来栖の案内で無事、茶会に遅れず参加できたものの、どうにも息が詰まる。
自分の屋敷で開くことはおろか、こういったことに参加すらしたことのない清良にとっては、どう振る舞えば良いのかさえ分からない。
なんとかあくびを噛み殺し、畳を睨み付けて座り耐えていたが、もう我慢の限界だ。
清良は片膝を上げ、「ちと外へ…。」と近くに座る公家らに小声で断りを入れると、立ち上がった。

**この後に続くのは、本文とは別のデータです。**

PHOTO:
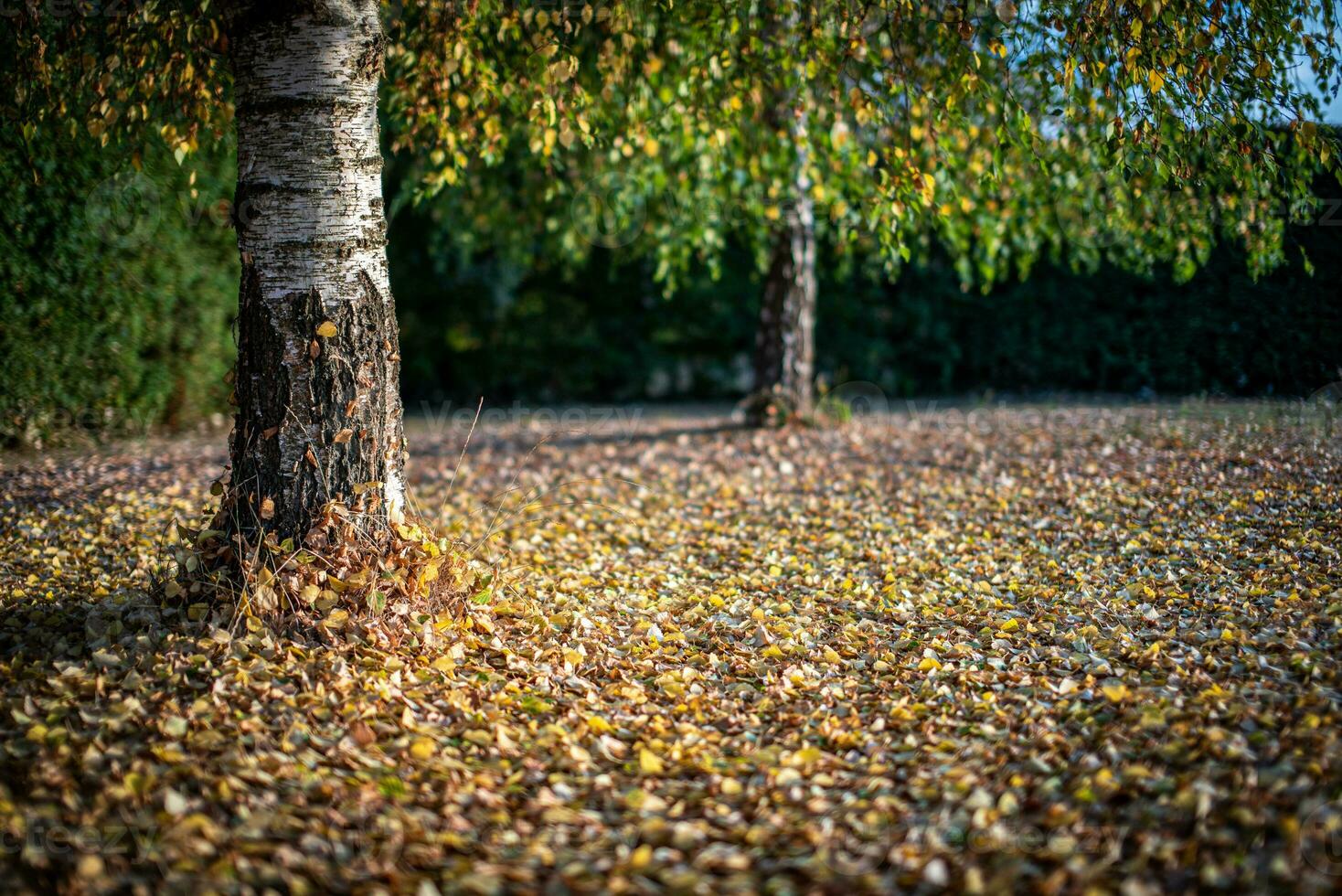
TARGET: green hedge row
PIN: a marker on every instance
(118, 289)
(120, 284)
(478, 327)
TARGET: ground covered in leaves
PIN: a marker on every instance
(1052, 649)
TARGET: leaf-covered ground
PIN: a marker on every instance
(1052, 649)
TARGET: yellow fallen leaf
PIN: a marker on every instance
(650, 763)
(1115, 692)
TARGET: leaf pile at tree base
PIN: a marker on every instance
(346, 562)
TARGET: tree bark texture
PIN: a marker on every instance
(785, 352)
(318, 365)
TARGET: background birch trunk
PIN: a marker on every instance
(317, 382)
(785, 349)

障子を少し開いただけで、輝く日の光が清良の上半身に降り注ぐ。
部屋を出て静かに障子を閉めると、その光に目を細め目元に片手を当てがった。
この部屋は西に面しているので、日がこちらに傾き始めたということは、昼の午の刻(12時)を少し過ぎた頃だろう。
「…ふぅ……。」
軽く一息つき、清良は廊下を歩き始めた。
しばらく歩くと、渡り廊下が現れた。
それに沿って再び歩を進めると、清良の左側に桜の木が現れた。
「…!?……凄い……。」
思わず感嘆の声を漏らした清良は、吸い寄せられるようにして、左側に近づき身を乗り出した。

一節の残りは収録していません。